Somehow, this is probably also Torre's fault.

Torre embraced this challenge after the Yankees all but told him they no longer required his services. On his return to New York, a road trip to Shea at the end of May, Torre confirmed that he'd had it with his hometown's intensity and pace.

"I'm glad my time has come and gone as far as the high-wire act all the time," he said. "New York is great for the good times and memorable for the bad times.

"I obviously have a lot of friends here and it was a special time for 12 years. But it was time to move on and I'm glad I made the decision, not for any other reason than I'm more comfortable where I am."

Comfortable? Torre shouldn't get too comfortable.

Again, apparently we're now equating being happy that your team isn't part of a fucking media circus with doing an inadequate job.

He's not a ceremonial Dodger in the Tommy Lasorda mold. Joe Torre is the active and accountable leader of a team that has no good reason to lose a division its manager was hired to win.

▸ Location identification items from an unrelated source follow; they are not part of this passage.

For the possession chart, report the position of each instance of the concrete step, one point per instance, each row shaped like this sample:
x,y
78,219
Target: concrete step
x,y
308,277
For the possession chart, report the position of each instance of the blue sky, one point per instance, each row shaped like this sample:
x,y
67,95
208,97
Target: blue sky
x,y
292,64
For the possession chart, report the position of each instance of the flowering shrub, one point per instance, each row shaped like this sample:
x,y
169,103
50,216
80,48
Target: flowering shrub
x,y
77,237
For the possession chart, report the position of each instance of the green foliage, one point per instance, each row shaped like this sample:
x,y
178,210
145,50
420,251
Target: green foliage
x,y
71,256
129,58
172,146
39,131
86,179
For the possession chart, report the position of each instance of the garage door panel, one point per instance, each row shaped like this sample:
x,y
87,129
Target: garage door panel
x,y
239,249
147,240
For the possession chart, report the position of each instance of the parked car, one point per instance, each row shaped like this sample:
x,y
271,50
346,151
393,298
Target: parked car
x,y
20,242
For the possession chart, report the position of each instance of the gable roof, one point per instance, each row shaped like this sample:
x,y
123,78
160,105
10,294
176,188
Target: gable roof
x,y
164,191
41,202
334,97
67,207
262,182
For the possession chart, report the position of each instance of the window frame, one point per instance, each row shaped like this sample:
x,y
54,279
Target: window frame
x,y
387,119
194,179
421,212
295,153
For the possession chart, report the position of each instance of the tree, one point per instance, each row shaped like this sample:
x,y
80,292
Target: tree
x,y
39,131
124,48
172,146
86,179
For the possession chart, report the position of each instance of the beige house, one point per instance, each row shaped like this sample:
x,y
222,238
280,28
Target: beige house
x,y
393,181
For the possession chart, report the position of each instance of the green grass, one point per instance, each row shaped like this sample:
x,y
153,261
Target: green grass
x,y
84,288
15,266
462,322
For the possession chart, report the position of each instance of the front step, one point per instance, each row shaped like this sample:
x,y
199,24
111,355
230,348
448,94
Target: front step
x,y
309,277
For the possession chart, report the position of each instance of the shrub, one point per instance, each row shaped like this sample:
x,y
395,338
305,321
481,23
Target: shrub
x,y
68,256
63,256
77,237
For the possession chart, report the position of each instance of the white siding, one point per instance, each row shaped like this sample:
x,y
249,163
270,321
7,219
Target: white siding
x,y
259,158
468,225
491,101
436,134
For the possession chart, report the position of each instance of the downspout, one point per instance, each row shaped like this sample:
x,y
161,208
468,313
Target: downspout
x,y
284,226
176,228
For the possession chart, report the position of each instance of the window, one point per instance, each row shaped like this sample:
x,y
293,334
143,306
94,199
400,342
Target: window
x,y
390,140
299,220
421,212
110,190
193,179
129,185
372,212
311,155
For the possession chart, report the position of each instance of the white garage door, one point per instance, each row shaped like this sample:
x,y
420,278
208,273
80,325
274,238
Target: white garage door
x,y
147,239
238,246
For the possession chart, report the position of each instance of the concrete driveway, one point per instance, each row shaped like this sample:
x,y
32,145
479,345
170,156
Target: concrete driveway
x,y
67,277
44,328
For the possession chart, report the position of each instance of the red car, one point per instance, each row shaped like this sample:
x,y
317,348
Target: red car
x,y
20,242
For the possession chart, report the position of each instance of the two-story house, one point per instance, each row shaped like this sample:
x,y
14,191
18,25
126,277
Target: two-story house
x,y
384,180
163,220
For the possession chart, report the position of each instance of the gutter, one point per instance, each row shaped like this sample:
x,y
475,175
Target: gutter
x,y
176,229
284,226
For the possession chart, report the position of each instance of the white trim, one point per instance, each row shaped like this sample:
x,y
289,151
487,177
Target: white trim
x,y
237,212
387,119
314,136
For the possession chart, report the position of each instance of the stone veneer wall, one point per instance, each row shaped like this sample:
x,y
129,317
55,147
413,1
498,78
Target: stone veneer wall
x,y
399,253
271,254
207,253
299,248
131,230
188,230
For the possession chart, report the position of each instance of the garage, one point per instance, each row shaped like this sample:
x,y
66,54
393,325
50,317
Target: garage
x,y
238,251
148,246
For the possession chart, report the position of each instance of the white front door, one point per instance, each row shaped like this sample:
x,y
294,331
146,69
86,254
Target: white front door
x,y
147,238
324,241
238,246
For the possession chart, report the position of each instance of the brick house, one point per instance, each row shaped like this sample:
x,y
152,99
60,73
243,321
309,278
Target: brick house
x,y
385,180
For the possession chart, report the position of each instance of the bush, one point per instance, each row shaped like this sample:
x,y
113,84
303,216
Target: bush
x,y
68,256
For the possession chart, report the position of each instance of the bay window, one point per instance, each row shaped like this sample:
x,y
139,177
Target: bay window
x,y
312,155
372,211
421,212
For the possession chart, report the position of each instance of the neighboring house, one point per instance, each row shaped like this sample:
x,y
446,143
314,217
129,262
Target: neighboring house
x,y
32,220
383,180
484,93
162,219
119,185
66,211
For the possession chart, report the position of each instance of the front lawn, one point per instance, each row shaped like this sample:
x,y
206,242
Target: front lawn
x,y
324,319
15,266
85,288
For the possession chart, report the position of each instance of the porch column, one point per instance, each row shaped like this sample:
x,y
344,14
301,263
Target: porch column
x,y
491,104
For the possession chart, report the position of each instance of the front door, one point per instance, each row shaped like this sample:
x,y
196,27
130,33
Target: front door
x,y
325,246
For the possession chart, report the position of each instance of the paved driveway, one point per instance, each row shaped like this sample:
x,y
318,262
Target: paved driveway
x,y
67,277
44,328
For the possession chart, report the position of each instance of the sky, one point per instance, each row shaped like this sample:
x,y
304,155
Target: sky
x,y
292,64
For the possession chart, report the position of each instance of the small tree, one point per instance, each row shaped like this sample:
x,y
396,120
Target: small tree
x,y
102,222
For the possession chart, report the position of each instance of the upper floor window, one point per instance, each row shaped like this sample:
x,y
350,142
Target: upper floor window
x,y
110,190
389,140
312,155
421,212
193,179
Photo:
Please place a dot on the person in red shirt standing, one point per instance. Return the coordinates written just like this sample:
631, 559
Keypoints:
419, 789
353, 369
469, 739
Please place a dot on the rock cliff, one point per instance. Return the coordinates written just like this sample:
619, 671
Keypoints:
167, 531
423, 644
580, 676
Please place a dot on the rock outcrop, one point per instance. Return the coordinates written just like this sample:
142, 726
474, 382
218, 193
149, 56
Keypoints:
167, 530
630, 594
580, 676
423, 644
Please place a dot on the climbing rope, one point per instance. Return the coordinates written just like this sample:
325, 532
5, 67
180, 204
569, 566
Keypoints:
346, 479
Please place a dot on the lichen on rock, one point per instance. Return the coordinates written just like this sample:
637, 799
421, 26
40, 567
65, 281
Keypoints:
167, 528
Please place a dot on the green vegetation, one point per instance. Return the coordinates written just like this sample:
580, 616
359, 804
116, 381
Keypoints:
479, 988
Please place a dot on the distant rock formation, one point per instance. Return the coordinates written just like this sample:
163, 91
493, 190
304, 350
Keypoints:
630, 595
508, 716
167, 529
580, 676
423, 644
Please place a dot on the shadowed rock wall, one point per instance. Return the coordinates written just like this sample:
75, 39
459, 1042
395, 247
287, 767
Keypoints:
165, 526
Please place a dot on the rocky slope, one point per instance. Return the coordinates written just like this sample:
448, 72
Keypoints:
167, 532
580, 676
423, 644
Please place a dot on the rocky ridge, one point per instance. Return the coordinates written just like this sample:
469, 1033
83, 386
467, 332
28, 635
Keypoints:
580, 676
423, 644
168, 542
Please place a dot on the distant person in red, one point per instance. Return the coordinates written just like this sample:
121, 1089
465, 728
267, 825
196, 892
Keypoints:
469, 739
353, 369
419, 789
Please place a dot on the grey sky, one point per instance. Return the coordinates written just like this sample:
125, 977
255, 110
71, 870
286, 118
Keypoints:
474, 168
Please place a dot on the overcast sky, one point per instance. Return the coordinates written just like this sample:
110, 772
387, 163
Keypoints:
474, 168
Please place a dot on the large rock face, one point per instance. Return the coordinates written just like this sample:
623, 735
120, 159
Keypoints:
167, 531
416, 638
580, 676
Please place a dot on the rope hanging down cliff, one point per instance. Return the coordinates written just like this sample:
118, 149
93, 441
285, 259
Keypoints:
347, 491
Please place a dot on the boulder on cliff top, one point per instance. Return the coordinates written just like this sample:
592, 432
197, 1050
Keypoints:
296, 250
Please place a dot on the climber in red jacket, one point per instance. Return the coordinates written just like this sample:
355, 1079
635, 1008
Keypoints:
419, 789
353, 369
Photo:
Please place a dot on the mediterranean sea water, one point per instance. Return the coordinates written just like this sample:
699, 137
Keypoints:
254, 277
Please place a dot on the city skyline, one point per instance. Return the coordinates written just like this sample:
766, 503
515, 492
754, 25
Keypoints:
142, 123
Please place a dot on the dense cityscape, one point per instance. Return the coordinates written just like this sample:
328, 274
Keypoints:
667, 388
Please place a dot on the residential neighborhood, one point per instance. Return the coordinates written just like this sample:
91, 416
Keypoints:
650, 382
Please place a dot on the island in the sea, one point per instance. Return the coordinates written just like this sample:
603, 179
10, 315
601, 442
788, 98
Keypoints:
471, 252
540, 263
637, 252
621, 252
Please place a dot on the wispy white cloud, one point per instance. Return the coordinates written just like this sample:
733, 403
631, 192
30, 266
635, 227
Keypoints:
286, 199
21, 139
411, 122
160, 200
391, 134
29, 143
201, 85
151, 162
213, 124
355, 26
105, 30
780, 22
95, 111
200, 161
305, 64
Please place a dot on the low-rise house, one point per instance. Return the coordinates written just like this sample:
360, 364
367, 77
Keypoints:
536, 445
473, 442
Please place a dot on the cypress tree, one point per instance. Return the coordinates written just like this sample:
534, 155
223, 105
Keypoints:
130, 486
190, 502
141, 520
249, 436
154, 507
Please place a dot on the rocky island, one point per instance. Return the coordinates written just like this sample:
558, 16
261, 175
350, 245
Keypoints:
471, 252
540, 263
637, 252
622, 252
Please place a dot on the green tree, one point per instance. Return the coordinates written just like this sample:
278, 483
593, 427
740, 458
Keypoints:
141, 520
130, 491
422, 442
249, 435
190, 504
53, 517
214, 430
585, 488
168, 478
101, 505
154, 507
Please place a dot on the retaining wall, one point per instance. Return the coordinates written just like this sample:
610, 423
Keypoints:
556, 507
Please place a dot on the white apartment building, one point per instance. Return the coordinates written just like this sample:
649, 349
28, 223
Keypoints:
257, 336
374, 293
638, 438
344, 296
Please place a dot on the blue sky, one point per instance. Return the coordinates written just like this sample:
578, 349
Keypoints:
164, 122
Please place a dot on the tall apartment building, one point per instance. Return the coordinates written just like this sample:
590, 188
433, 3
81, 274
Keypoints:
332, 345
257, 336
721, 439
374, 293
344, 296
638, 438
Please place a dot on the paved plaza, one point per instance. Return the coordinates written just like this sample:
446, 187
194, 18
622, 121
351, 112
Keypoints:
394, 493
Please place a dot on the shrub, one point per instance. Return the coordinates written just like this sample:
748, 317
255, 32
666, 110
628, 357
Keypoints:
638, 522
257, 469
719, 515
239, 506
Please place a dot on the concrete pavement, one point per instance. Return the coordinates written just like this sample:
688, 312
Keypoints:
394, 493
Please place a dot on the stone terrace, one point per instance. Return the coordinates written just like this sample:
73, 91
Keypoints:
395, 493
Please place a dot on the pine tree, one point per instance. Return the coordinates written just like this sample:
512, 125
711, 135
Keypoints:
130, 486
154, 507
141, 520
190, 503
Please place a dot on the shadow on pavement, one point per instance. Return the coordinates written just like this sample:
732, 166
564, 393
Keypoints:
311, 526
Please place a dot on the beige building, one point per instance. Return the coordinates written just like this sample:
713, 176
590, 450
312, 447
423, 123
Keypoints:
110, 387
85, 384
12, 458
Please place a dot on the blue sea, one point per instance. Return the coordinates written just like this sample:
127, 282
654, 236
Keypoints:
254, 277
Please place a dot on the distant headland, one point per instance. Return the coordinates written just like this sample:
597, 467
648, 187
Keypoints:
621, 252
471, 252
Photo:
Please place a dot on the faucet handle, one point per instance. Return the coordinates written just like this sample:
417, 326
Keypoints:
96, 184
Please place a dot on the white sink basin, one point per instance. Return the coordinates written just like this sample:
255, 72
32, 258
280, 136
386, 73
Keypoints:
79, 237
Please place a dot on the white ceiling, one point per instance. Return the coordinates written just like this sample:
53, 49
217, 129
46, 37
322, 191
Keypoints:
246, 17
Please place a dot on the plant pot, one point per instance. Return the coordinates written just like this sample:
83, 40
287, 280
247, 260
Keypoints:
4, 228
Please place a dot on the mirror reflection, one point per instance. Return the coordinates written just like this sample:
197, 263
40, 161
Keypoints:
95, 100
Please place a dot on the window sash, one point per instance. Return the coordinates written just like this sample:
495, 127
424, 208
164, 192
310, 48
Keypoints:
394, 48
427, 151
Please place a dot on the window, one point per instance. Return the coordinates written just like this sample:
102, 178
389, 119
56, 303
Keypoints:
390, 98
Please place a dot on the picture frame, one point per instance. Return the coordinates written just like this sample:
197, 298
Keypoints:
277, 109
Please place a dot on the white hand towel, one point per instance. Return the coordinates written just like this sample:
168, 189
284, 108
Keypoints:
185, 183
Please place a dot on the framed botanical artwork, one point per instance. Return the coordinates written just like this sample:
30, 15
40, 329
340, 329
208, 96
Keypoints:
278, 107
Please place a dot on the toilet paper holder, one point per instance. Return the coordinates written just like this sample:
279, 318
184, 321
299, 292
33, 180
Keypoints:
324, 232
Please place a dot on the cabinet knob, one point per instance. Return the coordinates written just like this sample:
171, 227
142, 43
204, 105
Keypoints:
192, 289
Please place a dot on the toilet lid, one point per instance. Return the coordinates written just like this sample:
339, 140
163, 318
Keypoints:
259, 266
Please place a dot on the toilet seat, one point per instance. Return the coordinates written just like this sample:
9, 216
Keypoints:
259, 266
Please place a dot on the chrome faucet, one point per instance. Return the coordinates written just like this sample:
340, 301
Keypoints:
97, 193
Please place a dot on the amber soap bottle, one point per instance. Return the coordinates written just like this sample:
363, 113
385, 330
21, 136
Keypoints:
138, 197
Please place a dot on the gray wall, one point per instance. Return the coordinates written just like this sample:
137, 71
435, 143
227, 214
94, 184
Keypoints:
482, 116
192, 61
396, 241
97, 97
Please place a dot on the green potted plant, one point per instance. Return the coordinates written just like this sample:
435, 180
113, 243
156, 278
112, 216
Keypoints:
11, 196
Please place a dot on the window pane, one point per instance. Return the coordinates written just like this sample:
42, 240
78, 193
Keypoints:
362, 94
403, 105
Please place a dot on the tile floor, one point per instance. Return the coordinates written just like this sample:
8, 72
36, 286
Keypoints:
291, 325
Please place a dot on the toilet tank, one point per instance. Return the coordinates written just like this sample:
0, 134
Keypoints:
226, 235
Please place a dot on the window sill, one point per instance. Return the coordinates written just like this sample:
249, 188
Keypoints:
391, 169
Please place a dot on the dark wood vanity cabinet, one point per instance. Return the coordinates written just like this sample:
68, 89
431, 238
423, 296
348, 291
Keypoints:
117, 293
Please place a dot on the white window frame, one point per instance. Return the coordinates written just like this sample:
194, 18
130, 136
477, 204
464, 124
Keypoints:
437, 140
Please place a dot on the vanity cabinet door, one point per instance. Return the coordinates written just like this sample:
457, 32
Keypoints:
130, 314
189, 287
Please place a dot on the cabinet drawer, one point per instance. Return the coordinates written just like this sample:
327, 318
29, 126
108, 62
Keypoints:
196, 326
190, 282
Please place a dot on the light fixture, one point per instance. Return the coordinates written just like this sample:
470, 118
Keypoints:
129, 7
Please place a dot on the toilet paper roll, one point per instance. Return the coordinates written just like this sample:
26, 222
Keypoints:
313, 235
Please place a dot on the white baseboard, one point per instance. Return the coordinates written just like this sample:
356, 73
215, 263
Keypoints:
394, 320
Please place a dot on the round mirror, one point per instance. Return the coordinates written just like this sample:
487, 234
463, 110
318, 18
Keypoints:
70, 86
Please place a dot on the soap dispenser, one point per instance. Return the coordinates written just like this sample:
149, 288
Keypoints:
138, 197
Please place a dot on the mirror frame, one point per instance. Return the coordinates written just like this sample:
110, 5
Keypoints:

Hiring a manager to win a division in which you finished the preceding season 8 games out of first place is like hiring a hypnotherapist to fix your car.



Elliot said...

Nice one lb. managers are good for one thing: firing them can sometimes satiate the bloodthirst of fans and media after a bad season.

pnoles said...

The "shut up" label literally made me laugh out loud. can click it too!

"Showing posts with label shut up."

Just this one? Darn. We've gotta increase this tally!

In other news, I am very easily amused.

ed hardiman said...

Great scribble as always...

I wouldn't start Juan Pierre on a dare, isn't he the poster boy for worst free agent signing ever?

The Phillies proudly wear the indelible sucking chest wound trade stains of Millwood, Ashby and Garcia but they never sank to Pierre depths and that includes signing Danny Tartabull...

Has anyone ever uttered the phrase:

"All we need is Juan Pierre to put us over the top..."

cs said...

It's like in NYC, all the morons are praising the firing of Willie R as if THAT spurred the team to recapture the division lead.

Bengoodfella said...

I think anytime Juan Pierre, Andruw Jones, and Nomar Garciaparra are options a manager has to put into the lineup, and it is not 2003, then it is not your fault as a manager for what the team's record is.

pnoles said...

Ed Hardiman is feeling lonely again.....perhaps I should check back over to and see what he's done lately?

Jack M said...

Joe Torre is not, nor will he ever be, a True Dodger.

Jack M said...

Unless the Dodgers win the World Series while he's managing them.